Le ton des grandes conférences est résolument offensif, alors qu’une bonne centaine d’ateliers vise le partage des expériences de lutte et des compétences, en vue de renforcer la présence et l’action syndicales dans les milieux de travail et dans la société : les thèmes vont de « Vaincre l’apathie en milieu de travail » et « Les secrets d’un bon tract » à « Le mouvement syndical et Black Lives Matter » et « La Chine en grève ». D’un atelier à l’autre, on remarque une trame commune : l’accent sur le patient travail d’organisation en vue de rassembler les membres autour de positions et d’actions combatives. Souvent, cela implique de travailler de manière autonome, en marge de l’exécutif en place, en poste depuis trop longtemps ou simplement gagné à un syndicalisme apolitique et coupé de sa base.
Les profs semblent particulièrement avancés à ce niveau. À travers le pays, des caucus militants, ou CORE (Caucus of Rank and File Educators), ont été formés. C’est la victoire d’un de ces caucus en 2010 qui a amorcé le tournant du Chicago Teachers Union et galvanisé les profs d’autres villes, comme Seattle. Depuis quelques années, les caucus se retrouvent au UCORE (United Caucuses) pour se soutenir et échanger sur leurs initiatives respectives. À New York, le caucus est en pleine campagne électorale pour détrôner l’exécutif à la tête de la Fédération enseignante de l’État. En Oregon, on travaille d’arrache-pied sur un référendum d’initiative populaire portant sur un réinvestissement en éducation financé par une taxe aux grandes entreprises.

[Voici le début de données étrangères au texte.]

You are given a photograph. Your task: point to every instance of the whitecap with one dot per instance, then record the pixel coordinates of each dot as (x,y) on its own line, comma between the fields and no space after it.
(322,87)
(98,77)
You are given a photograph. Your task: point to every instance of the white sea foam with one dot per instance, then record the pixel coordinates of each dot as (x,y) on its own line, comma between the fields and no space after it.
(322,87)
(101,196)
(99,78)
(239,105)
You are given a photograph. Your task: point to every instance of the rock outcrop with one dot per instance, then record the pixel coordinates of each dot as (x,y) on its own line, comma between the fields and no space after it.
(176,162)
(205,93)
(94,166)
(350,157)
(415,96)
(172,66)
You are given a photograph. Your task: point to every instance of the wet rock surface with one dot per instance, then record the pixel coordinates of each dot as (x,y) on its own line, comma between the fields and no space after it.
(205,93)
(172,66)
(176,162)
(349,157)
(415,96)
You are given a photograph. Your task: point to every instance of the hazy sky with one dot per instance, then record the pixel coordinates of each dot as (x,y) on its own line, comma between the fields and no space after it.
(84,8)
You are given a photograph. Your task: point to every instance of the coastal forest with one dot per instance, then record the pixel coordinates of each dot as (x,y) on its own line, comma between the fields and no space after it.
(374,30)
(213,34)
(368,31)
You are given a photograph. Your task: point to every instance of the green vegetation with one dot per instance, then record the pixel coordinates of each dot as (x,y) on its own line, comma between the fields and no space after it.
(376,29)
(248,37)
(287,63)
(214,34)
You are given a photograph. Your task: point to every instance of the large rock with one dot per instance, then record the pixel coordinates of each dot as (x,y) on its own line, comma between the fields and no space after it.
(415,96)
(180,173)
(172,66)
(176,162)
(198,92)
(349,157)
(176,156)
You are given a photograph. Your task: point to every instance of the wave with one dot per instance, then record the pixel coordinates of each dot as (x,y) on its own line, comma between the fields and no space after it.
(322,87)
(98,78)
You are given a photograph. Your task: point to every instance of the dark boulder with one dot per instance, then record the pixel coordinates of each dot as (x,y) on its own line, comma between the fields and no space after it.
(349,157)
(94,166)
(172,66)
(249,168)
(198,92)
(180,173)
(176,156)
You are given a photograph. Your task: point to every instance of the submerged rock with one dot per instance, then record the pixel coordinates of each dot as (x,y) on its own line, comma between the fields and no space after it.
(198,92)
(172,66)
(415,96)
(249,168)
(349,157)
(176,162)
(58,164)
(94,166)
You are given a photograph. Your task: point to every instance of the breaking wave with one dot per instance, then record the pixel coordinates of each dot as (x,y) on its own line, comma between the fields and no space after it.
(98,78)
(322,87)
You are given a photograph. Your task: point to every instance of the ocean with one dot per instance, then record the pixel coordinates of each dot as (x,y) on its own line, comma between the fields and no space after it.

De « Fight for 15 » aux profs de Chicago et de Seattle, en passant par la popularité sans précédent du « socialiste démocratique » Bernie Sanders, comment expliquer ce regain du mouvement ouvrier américain ? Tout porte à croire que la violence des attaques – pensons notamment aux législations dites de « Right-to-work » mises en place dans de nombreux États [1] – et la démesure des inégalités sociales ont convaincu bien des travailleuses et travailleurs de regarder en face la décrépitude de leurs organisations syndicales et de la nécessité de les reconstruire.
La situation n’est évidemment pas la même au Québec : notre syndicalisme, plus politisé et reconnu que celui des États-Unis, est globalement en bien meilleure posture. Néanmoins, l’énergie et la persévérance de l’aile syndicale combative états-unienne ont certainement de quoi inspirer, puisque au Québec aussi, bien du travail attend les militant·e·s qui souhaitent voir les organisations qui les représentent adopter une posture plus offensive.
[1] Voir Louis Gill, « Les right-to-work laws aux États-Unis. Une charge antisyndicaliste », À bâbord !, no 50, été 2013. Disponible en ligne.